Setelah menjadi terkenal di seluruh dunia dengan ribuan penemuannya, Thomas Alva Edison mengatakan “Ibukulah yang membuat saya seperti ini, ia sangat benar dan begitu yakin tentang saya dan itu membuat saya merasa memiliki sesuatu untuk hidup dan tidak ingin mengecewakannya”.

Untuk membuat anak-anak menjadi orang yang sukses seperti halnya Thomas Alva Edison, maka peranan seorang ibu amatlah besar. Bila ingin anaknya menjadi orang yang sukses, maka seorang ibu harus bisa merawat, mendidik dan menanamkan keyakinan yang kuat dalam diri anaknya untuk menjadi orang yang sukses.

Dari uraian di atas, jelaslah kunci keberhasilan seorang anak di kehidupannya sangat bergantung peran ibu dalam memotivasi dan mendorong agar dapat mencapai cita-citanya. Sikap ibu yang penuh dengan kasih sayang, memberi kesempatan pada anak untuk memperkaya pengalaman, menerima, menghargai, dan menjadi teladan yang positif bagi anaknya, akan besar pengaruhnya terhadap perkembangan pribadi anak. Jadi dapat dikatakan bagaimana gambaran anak akan dirinya ditentukan oleh interaksi yang dilakukan ibu dengan anak.

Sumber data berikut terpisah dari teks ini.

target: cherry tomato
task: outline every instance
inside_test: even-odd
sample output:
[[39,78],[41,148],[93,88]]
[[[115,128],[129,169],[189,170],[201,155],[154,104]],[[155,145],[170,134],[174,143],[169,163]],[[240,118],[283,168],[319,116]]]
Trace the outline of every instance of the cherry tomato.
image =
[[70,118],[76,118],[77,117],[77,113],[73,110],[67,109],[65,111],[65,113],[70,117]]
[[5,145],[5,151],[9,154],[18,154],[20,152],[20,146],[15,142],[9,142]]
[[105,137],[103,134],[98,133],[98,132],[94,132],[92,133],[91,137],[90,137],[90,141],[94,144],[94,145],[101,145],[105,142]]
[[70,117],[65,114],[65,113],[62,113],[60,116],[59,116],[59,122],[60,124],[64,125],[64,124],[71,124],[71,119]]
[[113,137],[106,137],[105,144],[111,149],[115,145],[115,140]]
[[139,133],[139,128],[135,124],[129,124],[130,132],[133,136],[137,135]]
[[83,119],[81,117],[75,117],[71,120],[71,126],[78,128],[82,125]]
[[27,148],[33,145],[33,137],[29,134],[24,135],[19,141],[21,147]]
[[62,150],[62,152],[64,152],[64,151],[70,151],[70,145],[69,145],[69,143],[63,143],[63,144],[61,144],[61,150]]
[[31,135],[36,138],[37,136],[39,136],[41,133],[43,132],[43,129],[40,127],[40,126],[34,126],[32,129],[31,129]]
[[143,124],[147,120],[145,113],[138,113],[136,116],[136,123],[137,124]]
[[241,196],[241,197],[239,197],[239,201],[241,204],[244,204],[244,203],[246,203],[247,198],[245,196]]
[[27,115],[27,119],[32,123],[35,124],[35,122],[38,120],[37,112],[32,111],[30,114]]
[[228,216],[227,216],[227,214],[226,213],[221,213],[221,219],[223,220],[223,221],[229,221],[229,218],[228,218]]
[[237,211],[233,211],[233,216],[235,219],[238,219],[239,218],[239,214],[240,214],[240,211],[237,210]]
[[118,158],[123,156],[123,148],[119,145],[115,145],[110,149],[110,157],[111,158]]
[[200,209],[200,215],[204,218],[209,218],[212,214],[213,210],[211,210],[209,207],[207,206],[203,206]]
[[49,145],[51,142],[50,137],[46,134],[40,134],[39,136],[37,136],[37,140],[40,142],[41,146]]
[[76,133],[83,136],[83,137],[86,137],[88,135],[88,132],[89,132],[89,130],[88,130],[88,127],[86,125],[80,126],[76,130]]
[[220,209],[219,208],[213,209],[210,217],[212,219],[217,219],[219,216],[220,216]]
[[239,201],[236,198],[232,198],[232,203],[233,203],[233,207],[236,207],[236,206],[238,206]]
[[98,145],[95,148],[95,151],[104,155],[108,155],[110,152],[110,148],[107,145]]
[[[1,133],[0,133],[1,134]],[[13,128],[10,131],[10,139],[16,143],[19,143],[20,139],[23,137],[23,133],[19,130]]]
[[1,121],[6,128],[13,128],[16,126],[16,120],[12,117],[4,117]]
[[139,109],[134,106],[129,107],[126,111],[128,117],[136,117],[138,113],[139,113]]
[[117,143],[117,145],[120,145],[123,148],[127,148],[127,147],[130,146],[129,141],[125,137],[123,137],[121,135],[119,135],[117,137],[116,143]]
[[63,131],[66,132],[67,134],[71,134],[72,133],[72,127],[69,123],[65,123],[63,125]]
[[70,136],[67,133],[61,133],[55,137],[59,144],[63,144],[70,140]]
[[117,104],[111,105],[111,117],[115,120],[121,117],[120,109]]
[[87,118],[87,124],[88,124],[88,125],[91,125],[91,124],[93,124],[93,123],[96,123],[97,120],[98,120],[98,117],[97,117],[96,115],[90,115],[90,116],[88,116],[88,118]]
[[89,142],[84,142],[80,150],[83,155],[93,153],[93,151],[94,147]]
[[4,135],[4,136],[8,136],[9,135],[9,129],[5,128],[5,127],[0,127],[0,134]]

Interaksi yang dapat dilakukan yaitu dengan komunikasi timbal balik antara ibu dengan anaknya yang bil mau’idhati al-hasanah. Konsep diri anak akan dirinya positif, bila ibu dapat menerima anak sebagaimana adanya sehingga mengerti kekurangan maupun kelebihannya. Kemampuan seorang anak untuk mengerti kekurangan maupun kelebihannya akan merupakan dasar bagi keseimbangan mentalnya. Jadi dengan mengenali dan memahami kekurangan dan kelebihan anak, seorang ibu justru dapat lebih mudah guna mengarahkan dan membina apa yang menjadi bakat serta cita-cita anak itu sendiri.